La police reste aussi nébuleuse sur certains aspects de son enquête. Qui a mis les enquêteurs sur la piste du couple qui discutait en privé? On sait que la plainte émane de la région de Joliette, puisque c'est là qu'ils sont accusés. Serait-ce une tierce personne de l'entourage de la femme qui aurait eu vent de ces échanges et en aurait avisé la police?

La mineure qu'ils auraient tenté de contacter, était-ce une vraie enfant, ou un enquêteur se faisant passer pour une jeune fille pour les piéger? Il semble qu'il pourrait s'agir de cette dernière hypothèse.

Même si à première vue les écrits du couple semblaient relever du fantasme, il reste qu'un article du Code criminel canadien prévoit que tout écrit évoquant des activités sexuelles impliquant des enfants est considéré comme du matériel pornographique juvénile.

Aux yeux des enquêteurs donc, la teneur des propos échangés par ce couple était suffisamment explicite pour constituer du matériel pornographique impliquant des mineurs.

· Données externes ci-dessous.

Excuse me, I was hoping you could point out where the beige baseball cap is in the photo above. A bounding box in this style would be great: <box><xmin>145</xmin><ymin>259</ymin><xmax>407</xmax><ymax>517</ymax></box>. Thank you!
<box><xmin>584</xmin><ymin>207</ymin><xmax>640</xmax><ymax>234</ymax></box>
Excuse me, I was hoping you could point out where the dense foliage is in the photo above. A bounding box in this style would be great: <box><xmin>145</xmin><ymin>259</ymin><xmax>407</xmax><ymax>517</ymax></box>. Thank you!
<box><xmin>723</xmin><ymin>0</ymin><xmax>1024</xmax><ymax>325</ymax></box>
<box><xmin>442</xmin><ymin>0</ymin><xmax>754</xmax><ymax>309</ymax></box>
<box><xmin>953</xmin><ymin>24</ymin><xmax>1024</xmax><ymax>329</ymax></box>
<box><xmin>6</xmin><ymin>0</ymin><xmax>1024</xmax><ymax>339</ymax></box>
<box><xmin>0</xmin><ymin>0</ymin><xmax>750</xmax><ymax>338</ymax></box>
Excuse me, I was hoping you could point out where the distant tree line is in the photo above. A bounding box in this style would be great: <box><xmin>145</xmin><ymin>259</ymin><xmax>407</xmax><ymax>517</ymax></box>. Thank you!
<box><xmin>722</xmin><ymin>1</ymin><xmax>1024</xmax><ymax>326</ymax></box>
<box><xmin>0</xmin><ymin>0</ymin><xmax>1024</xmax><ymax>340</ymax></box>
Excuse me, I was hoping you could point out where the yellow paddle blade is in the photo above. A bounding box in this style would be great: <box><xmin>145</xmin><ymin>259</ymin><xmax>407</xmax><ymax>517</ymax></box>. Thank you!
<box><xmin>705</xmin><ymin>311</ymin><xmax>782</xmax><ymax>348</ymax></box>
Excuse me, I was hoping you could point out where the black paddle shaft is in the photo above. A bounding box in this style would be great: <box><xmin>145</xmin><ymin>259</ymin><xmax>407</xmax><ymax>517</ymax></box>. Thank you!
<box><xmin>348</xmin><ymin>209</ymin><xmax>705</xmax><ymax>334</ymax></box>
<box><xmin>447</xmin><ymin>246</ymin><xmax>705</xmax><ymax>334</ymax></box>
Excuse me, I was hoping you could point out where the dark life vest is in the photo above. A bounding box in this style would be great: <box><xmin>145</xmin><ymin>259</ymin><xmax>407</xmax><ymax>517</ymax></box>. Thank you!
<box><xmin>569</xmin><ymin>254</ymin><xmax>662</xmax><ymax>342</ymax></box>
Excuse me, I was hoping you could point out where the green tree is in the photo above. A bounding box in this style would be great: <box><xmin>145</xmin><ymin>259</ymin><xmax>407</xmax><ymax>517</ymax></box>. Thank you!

Un tout récent jugement de la cour d'appel du Québec confirme d'ailleurs que le clavardage peut bel et bien être considéré comme un «écrit» au sens de la loi, tout comme une lettre manuscrite, et ce même si l'article du Code criminel a été rédigé bien avant l'invention du clavardage.

Un homme de la région de Sherbrooke, Joël Gagné, avait été accusé en 2008 puis trouvé coupable de production de pornographie juvénile pour avoir tenté en séance de clavardage de convaincre une femme de lui laisser avoir des contacts sexuels avec ses enfants.

L'homme avait même publié sur un site Web une petite annonce intitulée «homme cherche femme monoparentale pour abuser de ses enfants».

En cour d'appel, l'avocate de Gagné avait plaidé que le clavardage n'était pas un écrit comme l'entend le Code, qui considérerait selon elle comme des écrits des documents, lettres, livres ou essais.

«Dès qu'une personne écrit un mot lors d'une séance de clavardage, le produit de cette communication est inscrit sur un serveur ou sur un ordinateur. Ce mot peut être lu, quel que soit son mode de présentation», écrivait la cour d'appel le 22 novembre dans un jugement confirmant la culpabilité de Joël Gagné.

Lors de leur comparution, Vincent Bouchard et Sonia Boivin affichaient une mine déconfite. Une fois mis en accusation, ils ont été libérés moyennant une multitude de conditions, dont un engagement financier de 1000 $, ne posséder aucun ordinateur, aucun abonnement à Internet, ne pas se trouver dans un café Internet, ni dans des parcs et autres lieux où des moins de 16 ans pourraient se trouver. Et surtout ne conserver aucun emploi qui les placerait en situation d'autorité ou de confiance vis à vis de mineurs.

Une condition qui représente un énorme problème pour Bouchard. Entraîneur bien connu de l'équipe de football d'une école secondaire de Trois-Rivières, dont certains joueurs sont âgés de moins de 16 ans, il ne pourra plus s'approcher de ses joueurs. De toute façon, il a été suspendu avec solde par la Commission scolaire, le temps que le dossier soit évalué. La direction a affirmé avoir au moment de son embauche vérifié les antécédents judiciaires de l'homme, qui n'en possédait aucun à l'époque. Une équipe d'intervention sera mise en place jeudi matin à l'école et au complexe sportif où il travaillait pour répondre aux besoins des jeunes et du personnel.

Ils reviendront en cour le 26 janvier.